Title: The Water Diviner
Released: 3rd April 2015
Director: Russell Crowe
Genre: Drama, War
Rating: **** (4/5 stars)
About: Four years after the Battle of Gallipoli, Australian farmer Joshua Connor (Russell Crowe) travels to Turkey to find his three sons, who never returned home from the war. When he arrives in Istanbul, he meets others who have also suffered losses: hotelier Ayshe (Olga Kurylenko) and her son, Orhan, who befriends Connor; and Major Hasan (Yilmaz Erdogan), a Turkish officer who fought against Connor’s sons and now may be their father’s only hope in finding closure.
Review: This is a very impressive film and Russell Crowe is excellent on screen and off screen. Rarely does a movie pull you in so quickly and so deeply as this film does. It’s full of raw emotion, involving the love a father has for his three sons.
But my main issue with this film is that it doesn’t quite hit the spot. I know what it wanted to achieve, but it’s not perfect. It was released internationally one hundred years to the day that Australian and New Zealand Army Corps landed at Gallipoli and joined a bloody campaign – so obviously there is some sort of reason behind it. But it doesn’t quite work. Which is why I didn’t give it five stars.
And when I say it doesn’t work, it’s not just the timing of the release. The film at times feels a bit rushed or doesn’t flow properly, or sometimes the point doesn’t seem to have been thought and delved into further. It feels like it needs a bit more thought into it, just to make it perfect.
This is a film, though, that everyone should watch.

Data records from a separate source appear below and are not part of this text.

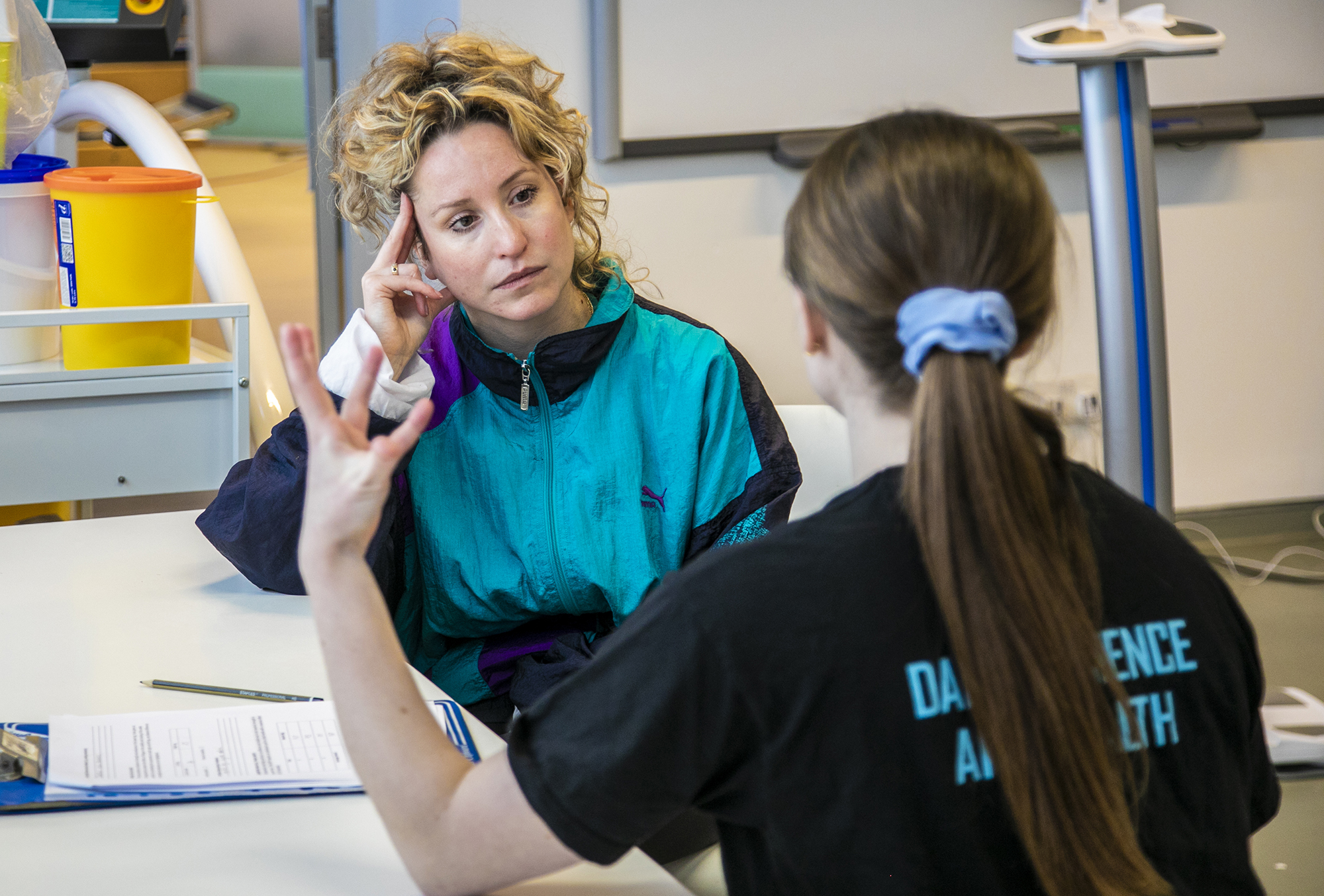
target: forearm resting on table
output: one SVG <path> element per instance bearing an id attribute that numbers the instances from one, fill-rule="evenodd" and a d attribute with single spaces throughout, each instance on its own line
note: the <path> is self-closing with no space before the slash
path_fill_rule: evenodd
<path id="1" fill-rule="evenodd" d="M 475 766 L 442 733 L 367 562 L 320 555 L 299 565 L 346 746 L 424 892 L 483 892 L 573 863 L 504 753 Z"/>

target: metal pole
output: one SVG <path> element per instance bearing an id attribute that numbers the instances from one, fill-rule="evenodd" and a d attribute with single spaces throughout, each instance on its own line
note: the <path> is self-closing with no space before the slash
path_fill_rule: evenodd
<path id="1" fill-rule="evenodd" d="M 1172 519 L 1158 201 L 1141 60 L 1078 66 L 1090 184 L 1104 467 Z"/>
<path id="2" fill-rule="evenodd" d="M 588 12 L 593 83 L 593 157 L 621 157 L 621 4 L 592 0 Z"/>
<path id="3" fill-rule="evenodd" d="M 340 216 L 327 176 L 331 160 L 320 151 L 322 122 L 336 91 L 334 0 L 303 0 L 303 86 L 307 94 L 308 189 L 318 251 L 318 343 L 322 353 L 344 330 L 344 282 Z"/>

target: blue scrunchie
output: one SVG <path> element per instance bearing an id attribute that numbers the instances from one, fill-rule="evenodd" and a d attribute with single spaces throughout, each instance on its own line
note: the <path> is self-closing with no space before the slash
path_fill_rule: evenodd
<path id="1" fill-rule="evenodd" d="M 1016 315 L 1001 292 L 967 292 L 937 286 L 916 292 L 896 312 L 902 364 L 916 380 L 936 345 L 949 352 L 981 352 L 997 364 L 1016 347 Z"/>

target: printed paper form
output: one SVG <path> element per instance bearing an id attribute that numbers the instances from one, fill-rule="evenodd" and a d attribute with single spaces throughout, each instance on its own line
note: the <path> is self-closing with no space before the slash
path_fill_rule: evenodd
<path id="1" fill-rule="evenodd" d="M 98 790 L 357 785 L 330 701 L 53 716 L 48 780 Z"/>

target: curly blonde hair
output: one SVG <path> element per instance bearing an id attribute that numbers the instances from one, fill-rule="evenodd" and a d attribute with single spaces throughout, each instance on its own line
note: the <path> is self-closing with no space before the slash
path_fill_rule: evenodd
<path id="1" fill-rule="evenodd" d="M 334 160 L 340 216 L 381 240 L 424 150 L 467 124 L 493 122 L 547 168 L 573 208 L 571 277 L 580 290 L 596 289 L 613 273 L 610 262 L 624 265 L 602 247 L 606 191 L 584 173 L 588 123 L 556 102 L 563 78 L 532 53 L 466 32 L 384 46 L 328 116 L 323 148 Z"/>

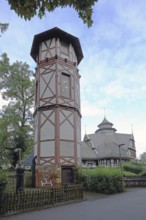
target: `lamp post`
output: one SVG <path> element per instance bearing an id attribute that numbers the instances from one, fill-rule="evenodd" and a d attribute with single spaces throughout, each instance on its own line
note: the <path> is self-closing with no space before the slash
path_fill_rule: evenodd
<path id="1" fill-rule="evenodd" d="M 122 173 L 122 164 L 121 164 L 121 146 L 123 146 L 125 144 L 119 144 L 119 159 L 120 159 L 120 168 L 121 168 L 121 173 Z"/>
<path id="2" fill-rule="evenodd" d="M 16 148 L 14 152 L 18 152 L 18 167 L 16 169 L 16 192 L 24 190 L 24 168 L 22 167 L 22 150 Z"/>
<path id="3" fill-rule="evenodd" d="M 14 150 L 14 152 L 18 152 L 18 164 L 20 166 L 21 163 L 22 163 L 22 149 L 21 148 L 16 148 Z"/>

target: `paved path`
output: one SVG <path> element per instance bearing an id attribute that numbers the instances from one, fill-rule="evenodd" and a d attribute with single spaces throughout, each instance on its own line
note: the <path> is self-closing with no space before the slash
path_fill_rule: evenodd
<path id="1" fill-rule="evenodd" d="M 3 217 L 1 220 L 146 220 L 146 188 L 129 189 L 127 192 L 90 197 L 88 200 Z"/>

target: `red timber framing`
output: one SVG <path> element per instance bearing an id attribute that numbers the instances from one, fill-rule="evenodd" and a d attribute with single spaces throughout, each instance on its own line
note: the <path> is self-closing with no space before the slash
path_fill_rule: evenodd
<path id="1" fill-rule="evenodd" d="M 37 62 L 36 185 L 40 185 L 44 172 L 49 176 L 54 172 L 56 183 L 61 184 L 61 167 L 74 167 L 80 161 L 80 75 L 77 64 L 83 54 L 78 38 L 54 28 L 34 37 L 31 55 Z"/>

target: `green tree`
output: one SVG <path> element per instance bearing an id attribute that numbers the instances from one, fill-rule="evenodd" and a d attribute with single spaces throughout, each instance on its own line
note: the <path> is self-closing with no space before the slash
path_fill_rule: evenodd
<path id="1" fill-rule="evenodd" d="M 93 23 L 92 13 L 93 6 L 98 0 L 8 0 L 11 9 L 13 9 L 19 16 L 24 19 L 31 19 L 38 15 L 42 18 L 45 11 L 52 12 L 57 7 L 72 7 L 84 23 L 90 27 Z"/>
<path id="2" fill-rule="evenodd" d="M 7 23 L 0 23 L 0 33 L 3 34 L 8 29 L 8 26 L 9 24 Z"/>
<path id="3" fill-rule="evenodd" d="M 140 155 L 140 160 L 142 163 L 146 163 L 146 152 L 143 152 L 141 155 Z"/>
<path id="4" fill-rule="evenodd" d="M 9 149 L 12 163 L 18 160 L 16 148 L 26 152 L 33 146 L 34 72 L 29 65 L 16 61 L 10 64 L 7 54 L 0 60 L 0 90 L 8 100 L 0 113 L 1 149 Z"/>

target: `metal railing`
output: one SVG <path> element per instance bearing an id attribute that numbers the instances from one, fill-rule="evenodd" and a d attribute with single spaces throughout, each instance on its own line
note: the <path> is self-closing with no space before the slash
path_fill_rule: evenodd
<path id="1" fill-rule="evenodd" d="M 32 189 L 18 193 L 4 192 L 0 195 L 0 215 L 22 213 L 82 199 L 83 187 L 80 185 L 51 189 Z"/>

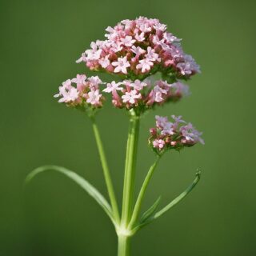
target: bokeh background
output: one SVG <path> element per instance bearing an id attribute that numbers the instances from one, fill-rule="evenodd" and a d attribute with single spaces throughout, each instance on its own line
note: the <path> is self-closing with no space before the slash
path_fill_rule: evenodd
<path id="1" fill-rule="evenodd" d="M 206 146 L 166 154 L 144 209 L 162 206 L 202 178 L 181 204 L 133 238 L 133 255 L 256 254 L 255 1 L 0 1 L 0 255 L 115 255 L 114 228 L 87 194 L 60 174 L 75 170 L 106 194 L 89 120 L 58 104 L 60 83 L 86 72 L 74 62 L 104 30 L 125 18 L 158 18 L 183 38 L 202 66 L 189 82 L 192 95 L 142 122 L 137 191 L 154 154 L 148 130 L 158 114 L 182 114 L 204 132 Z M 103 77 L 107 79 L 107 77 Z M 128 120 L 108 104 L 98 115 L 119 202 Z"/>

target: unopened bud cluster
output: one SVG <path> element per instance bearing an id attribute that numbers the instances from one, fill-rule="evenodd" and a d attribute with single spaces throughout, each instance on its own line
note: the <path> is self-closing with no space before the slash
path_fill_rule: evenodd
<path id="1" fill-rule="evenodd" d="M 182 116 L 172 115 L 172 122 L 167 117 L 156 116 L 156 126 L 150 130 L 150 146 L 160 153 L 168 149 L 181 150 L 184 146 L 191 146 L 200 142 L 202 133 L 198 131 L 191 123 L 186 123 Z"/>

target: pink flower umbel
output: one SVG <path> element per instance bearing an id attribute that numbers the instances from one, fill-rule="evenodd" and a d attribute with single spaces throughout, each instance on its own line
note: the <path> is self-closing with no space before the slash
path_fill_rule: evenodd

I feel that Crowe does better in front of the camera. Not that his directing skills are poor, I just feel that he is better at leading the scene when he is actually acting out the scene for the audience.
There is so much intensity that has been put into this films, that it can at some points be hard to watch. For example, there is a scene that involves the three brothers and it is completely brutal and heart-breaking because it also uses the other actors (acting as soldiers) to show the pain of war.
There is a bit of an argument in this film, as to whether or not war is good. I would say that war is, obviously, not good. But the father (Crowe) does say that at the beginning he told his sons to go to war for glory (I paraphrased that bit just to let you know). The sad part is that until he ‘lost’ his sons he still would have believed that war is good. He needed to feel others’ pain to truly understand the loss that war brings with it.
There is a lot that has been put into the film and it’s a shame that I have to say this, but it’s not perfect. Crowe has clearly poured his soul into this film and I can honestly say that it is a good film, it just needs tweaking here and there to be the perfect film.